When you write buckskin, I assume you are talking about a light, soft, flexible leather, not suede, but in some respects acts like suede, as opposed to a hard scabbard made with stiff, heavy leather and a suede liner. I am probably not using the right terms. I haven't worked with leather since I was a kid.

I had some tanned skins from some Axis deer I harvested a long time ago, but I don't even know where they are now. They were light and flexible.

I am interested in making a soft leather sleeve, something akin to one in the pic @BillinOregon posted.
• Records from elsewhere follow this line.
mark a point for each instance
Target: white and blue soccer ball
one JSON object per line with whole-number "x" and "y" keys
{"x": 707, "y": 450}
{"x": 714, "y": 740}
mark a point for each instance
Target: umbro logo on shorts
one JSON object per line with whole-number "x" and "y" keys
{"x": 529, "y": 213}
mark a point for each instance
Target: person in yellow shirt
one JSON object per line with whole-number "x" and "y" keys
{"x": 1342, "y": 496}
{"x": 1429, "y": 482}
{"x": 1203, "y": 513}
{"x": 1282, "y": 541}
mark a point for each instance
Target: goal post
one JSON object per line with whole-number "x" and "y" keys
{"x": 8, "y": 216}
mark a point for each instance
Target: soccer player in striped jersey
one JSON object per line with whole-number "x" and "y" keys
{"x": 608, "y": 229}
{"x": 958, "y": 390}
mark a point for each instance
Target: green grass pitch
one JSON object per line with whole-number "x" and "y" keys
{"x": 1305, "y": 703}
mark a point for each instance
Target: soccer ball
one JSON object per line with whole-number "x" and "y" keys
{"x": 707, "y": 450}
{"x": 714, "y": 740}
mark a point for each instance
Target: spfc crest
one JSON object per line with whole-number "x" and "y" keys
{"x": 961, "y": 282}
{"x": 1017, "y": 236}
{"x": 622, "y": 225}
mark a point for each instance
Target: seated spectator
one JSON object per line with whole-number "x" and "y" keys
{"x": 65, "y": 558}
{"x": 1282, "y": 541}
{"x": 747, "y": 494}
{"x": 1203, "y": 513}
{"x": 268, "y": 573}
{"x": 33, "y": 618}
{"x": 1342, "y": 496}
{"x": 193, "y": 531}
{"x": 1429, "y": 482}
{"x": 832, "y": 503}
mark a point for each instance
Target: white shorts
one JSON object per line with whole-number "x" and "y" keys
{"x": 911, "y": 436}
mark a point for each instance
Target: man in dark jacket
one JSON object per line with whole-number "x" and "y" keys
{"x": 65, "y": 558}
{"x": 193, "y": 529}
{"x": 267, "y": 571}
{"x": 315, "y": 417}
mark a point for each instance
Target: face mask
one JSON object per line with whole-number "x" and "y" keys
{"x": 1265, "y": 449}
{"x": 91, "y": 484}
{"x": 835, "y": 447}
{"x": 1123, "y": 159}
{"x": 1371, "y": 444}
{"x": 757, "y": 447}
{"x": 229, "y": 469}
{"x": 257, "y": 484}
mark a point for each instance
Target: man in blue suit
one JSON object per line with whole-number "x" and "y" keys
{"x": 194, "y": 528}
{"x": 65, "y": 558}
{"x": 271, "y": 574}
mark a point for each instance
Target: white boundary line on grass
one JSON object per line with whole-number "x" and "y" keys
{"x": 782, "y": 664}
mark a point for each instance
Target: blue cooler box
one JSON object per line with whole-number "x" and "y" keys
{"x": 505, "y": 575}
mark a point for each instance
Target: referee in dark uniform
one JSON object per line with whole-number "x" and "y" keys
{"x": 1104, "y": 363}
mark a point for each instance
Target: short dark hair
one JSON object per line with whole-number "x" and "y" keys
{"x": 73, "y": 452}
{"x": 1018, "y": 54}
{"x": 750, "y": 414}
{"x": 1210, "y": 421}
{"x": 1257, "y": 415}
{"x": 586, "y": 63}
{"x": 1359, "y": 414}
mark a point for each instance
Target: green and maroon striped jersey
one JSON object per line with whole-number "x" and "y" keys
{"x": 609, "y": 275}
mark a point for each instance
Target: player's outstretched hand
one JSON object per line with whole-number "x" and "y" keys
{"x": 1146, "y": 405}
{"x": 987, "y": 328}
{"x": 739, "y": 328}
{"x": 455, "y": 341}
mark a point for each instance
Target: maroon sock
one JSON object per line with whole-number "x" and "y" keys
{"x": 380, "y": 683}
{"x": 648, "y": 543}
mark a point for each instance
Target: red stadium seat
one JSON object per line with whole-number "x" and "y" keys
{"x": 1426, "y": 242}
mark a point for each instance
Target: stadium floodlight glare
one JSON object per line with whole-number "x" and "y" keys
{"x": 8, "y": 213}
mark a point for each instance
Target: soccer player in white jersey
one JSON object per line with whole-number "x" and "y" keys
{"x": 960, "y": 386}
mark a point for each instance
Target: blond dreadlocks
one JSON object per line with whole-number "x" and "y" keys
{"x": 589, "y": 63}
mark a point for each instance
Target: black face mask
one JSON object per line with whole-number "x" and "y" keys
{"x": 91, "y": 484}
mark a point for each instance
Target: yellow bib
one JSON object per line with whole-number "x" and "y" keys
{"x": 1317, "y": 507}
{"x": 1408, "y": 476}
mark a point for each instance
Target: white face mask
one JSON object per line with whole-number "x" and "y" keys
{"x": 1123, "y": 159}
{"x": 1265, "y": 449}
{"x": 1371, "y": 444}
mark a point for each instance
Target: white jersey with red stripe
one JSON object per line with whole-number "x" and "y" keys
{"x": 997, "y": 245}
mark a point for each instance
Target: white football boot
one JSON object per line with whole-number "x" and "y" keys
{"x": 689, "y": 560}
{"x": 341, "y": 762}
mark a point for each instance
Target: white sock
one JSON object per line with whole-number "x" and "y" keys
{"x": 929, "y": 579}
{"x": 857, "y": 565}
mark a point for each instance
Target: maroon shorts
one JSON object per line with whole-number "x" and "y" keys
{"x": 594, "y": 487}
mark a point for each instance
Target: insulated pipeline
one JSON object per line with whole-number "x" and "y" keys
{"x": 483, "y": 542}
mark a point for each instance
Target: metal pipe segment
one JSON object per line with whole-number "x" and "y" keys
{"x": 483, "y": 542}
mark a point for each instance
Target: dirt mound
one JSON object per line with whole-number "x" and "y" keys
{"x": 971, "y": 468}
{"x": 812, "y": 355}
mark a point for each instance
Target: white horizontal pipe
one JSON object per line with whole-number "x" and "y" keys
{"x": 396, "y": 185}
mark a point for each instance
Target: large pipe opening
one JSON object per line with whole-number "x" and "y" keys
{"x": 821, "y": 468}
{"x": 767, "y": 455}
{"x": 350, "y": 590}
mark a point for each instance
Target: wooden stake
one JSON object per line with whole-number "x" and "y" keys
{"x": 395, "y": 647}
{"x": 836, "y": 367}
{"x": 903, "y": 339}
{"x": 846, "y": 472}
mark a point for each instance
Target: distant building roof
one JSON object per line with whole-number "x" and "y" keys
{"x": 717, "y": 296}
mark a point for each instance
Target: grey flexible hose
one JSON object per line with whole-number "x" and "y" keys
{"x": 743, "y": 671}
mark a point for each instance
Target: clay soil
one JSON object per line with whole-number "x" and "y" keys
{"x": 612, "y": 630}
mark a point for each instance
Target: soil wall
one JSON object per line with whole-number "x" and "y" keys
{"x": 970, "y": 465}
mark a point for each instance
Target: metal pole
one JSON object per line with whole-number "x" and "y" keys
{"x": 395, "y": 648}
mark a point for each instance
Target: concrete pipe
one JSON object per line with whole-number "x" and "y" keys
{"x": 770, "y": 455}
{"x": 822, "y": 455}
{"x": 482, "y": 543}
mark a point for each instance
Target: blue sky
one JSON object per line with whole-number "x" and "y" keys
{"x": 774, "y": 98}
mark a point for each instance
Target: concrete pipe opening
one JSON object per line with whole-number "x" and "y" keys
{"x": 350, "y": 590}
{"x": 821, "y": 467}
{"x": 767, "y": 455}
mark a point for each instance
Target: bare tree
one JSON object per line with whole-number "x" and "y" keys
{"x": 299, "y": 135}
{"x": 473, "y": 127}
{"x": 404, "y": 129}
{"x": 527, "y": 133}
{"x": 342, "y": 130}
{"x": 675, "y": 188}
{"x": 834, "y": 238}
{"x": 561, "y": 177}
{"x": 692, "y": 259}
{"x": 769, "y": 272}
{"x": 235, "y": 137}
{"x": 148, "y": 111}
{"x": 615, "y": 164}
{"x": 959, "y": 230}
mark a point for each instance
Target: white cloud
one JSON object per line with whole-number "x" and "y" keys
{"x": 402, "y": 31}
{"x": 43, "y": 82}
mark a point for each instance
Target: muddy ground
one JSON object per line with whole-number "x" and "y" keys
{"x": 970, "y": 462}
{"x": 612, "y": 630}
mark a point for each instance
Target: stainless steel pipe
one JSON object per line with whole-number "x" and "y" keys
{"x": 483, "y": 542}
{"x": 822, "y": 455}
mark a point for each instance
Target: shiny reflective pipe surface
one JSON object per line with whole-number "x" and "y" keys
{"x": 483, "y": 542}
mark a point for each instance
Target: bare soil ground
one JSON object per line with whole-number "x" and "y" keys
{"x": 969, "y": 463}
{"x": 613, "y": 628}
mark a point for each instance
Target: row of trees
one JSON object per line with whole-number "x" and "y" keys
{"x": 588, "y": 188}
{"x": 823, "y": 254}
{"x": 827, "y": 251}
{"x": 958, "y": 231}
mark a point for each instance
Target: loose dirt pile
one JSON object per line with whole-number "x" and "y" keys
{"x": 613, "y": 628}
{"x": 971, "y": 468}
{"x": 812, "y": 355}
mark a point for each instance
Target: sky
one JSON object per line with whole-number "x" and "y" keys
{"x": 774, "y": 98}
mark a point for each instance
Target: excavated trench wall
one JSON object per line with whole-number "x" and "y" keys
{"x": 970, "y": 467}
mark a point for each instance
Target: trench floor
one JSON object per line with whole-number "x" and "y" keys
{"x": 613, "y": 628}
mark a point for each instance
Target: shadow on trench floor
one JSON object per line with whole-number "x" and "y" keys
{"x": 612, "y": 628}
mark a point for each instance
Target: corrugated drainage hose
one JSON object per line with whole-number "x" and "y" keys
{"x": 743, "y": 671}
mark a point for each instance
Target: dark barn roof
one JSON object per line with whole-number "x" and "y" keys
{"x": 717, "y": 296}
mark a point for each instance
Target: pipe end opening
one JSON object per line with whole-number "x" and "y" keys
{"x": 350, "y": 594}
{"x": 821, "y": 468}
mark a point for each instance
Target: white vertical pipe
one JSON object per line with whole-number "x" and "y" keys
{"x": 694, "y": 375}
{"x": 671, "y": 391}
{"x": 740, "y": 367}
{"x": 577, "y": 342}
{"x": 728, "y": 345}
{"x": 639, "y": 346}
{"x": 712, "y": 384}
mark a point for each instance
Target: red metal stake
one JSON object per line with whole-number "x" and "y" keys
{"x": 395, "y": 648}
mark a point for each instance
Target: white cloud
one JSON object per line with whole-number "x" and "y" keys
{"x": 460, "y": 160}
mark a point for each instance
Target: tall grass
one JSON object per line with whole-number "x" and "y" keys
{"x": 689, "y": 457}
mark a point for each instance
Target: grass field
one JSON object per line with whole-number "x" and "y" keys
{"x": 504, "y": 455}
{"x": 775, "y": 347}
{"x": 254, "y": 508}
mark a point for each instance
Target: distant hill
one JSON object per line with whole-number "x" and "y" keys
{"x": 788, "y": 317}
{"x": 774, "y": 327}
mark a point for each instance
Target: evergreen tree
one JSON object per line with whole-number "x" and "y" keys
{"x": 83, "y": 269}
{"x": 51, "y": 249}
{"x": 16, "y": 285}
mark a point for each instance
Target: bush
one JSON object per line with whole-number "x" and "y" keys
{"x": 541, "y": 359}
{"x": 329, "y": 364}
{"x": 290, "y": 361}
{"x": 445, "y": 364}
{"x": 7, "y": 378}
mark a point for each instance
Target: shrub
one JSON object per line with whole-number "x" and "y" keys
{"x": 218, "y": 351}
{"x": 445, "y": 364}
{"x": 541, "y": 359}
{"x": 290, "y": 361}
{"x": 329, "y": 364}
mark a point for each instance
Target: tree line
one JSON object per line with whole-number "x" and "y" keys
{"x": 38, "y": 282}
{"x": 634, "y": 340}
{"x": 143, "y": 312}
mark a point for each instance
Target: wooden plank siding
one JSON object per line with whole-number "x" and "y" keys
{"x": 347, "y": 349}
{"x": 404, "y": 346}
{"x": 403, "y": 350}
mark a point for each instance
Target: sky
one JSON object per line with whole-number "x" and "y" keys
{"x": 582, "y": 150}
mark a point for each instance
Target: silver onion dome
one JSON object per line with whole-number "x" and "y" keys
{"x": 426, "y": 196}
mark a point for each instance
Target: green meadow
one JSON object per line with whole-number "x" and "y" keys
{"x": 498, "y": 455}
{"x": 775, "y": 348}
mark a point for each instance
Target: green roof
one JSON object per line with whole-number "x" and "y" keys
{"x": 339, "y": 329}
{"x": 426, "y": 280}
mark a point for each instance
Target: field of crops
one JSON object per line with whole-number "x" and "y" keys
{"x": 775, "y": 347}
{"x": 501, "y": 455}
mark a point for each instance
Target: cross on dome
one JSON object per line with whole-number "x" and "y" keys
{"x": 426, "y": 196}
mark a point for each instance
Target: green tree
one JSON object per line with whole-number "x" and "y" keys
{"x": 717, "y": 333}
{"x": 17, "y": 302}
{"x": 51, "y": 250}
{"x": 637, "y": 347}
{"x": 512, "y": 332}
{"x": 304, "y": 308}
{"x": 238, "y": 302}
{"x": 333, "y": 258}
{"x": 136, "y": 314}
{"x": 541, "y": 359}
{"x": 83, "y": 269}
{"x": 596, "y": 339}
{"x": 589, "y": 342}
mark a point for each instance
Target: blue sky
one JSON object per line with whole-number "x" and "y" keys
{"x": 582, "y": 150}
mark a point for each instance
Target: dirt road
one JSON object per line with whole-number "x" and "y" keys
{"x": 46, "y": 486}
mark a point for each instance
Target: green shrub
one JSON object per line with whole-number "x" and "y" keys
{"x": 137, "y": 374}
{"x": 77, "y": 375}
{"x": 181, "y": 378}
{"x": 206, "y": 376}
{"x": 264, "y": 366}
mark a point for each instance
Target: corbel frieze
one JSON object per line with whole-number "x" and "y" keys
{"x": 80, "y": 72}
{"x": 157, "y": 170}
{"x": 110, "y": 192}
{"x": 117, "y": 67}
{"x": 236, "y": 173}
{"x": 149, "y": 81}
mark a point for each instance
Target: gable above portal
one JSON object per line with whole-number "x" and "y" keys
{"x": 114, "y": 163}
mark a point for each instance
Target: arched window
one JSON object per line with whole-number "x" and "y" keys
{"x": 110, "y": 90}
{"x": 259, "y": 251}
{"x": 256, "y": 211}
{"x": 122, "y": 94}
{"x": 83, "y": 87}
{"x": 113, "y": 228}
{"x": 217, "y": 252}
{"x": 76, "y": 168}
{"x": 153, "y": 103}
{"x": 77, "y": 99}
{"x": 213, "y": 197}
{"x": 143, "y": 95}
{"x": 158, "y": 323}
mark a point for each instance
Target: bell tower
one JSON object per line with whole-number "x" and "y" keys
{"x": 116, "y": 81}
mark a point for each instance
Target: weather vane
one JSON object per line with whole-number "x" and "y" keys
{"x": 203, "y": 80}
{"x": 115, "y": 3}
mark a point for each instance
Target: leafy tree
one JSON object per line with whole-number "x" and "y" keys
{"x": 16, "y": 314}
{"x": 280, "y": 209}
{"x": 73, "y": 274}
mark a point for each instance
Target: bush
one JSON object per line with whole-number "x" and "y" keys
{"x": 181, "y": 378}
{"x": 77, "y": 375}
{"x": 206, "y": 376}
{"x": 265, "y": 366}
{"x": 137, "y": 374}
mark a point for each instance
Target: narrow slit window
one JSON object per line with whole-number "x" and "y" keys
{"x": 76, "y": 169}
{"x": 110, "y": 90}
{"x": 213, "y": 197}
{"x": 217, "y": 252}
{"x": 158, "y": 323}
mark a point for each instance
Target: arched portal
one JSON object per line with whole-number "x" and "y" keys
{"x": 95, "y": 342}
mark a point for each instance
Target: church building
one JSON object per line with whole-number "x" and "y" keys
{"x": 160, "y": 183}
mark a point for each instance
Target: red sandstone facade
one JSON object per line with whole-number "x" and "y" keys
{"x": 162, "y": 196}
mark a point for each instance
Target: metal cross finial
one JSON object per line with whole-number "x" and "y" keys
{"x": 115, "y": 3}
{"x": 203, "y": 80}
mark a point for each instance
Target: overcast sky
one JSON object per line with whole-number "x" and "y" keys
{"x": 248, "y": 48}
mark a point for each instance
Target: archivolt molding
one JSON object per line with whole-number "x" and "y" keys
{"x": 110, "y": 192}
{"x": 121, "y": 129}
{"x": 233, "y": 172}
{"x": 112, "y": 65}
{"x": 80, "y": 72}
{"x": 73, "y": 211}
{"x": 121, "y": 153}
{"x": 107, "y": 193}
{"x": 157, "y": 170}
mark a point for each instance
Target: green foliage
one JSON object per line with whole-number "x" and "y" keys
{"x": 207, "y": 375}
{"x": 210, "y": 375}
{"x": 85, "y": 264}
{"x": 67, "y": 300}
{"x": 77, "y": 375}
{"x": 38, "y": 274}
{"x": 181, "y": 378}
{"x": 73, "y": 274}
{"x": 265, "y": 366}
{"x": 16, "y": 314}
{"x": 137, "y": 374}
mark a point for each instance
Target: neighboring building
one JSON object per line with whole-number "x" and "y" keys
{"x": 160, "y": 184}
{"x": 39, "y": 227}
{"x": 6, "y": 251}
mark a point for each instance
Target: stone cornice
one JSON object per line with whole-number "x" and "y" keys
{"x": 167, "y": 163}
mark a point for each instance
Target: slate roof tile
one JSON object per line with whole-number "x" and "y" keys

With respect to comments by @Archer 756 and @Rifleman1776, I can't speak to the intention of the OP, but I want a leather case for transporting the rifle to the range. I would not keep it in the sleeve. In Texas, I have a M1803 Harper's Ferry replica that I keep in a Remington Gunsock, which is treated to prevent damage to the finish.
Buckskin, in US usage, is typically the tanned skin of animals like deer/elk/antelope. It is tanned soft using various methods, rather than somewhat stiff like vegetable-tanned tooling leather. In texture it is much like a thicker version of oil-tanned chamois as used to absorb water while washing and drying a car.

I typically work with what is called "brain tan", which is actually an oil-dressed leather prepared using animal brains; it is very similar to what in the States is known as "German tan" (a type of oil tan done using fish oil, from what I hear). Brain tan isn't cheap to purchase, and preparing it yourself takes a fair amount of work. When working with buckskin, you have to make some allowances for the stretchiness of the material, as well as the tendency to (temporarily) shrink if dried too fast. As a result, the pattern is made somewhat differently, with different allowances.

Also, I tend to invest more effort in projects made with more-expensive materials such as this.
 
A yard of wool will be 60” wide. Wash the wool first it will shrink a mite.
Lay it on floor. Place gun on it. Pin along gun about four inches away. Cut along pin line leaving pins. Then back stitch just inside the line. Turn it inside out you have a sleeve
It will turn light rain and snow
As per @Rifleman1776 it can trap moisture inside, so check it if kept in and keep a LIGHT swab of oil on it. Good for treking or camp.
 
Long term storage in chrome-tanned leather, (soft buckskin commonly on the market), can damage a guns finish. I stick with wool trade cloth.
...but, but...the cool factor!

If @LongWalker is correct and I can buy genuine brain-tanned deerskin or elk skin, I just need lots of money, right?

I really need to find my skins. They must be in the hangar somewhere.
 
Made this one from pieces of leather a movie studio was tossing out.
I find making it 'pieces' makes it easier and fit better then just one long shot.
Leather (IMO) is easier then blanket as far as the seams go; use the Right stitch and gage of thread on blanket so it wont tear out, and just like leather - a welt is absolutely Necessary!

And yes, my fringe was sewn on the inside - unlike a blanket, it was a PIA turning right side out when done.

**No Rifle/Pistol case; historic or unmentionable is for "long term storage".
That is what open racks, cabinets, wall hangers, and safes are for.
Cases, holsters, and scabbards are just for 'protection' while on the move.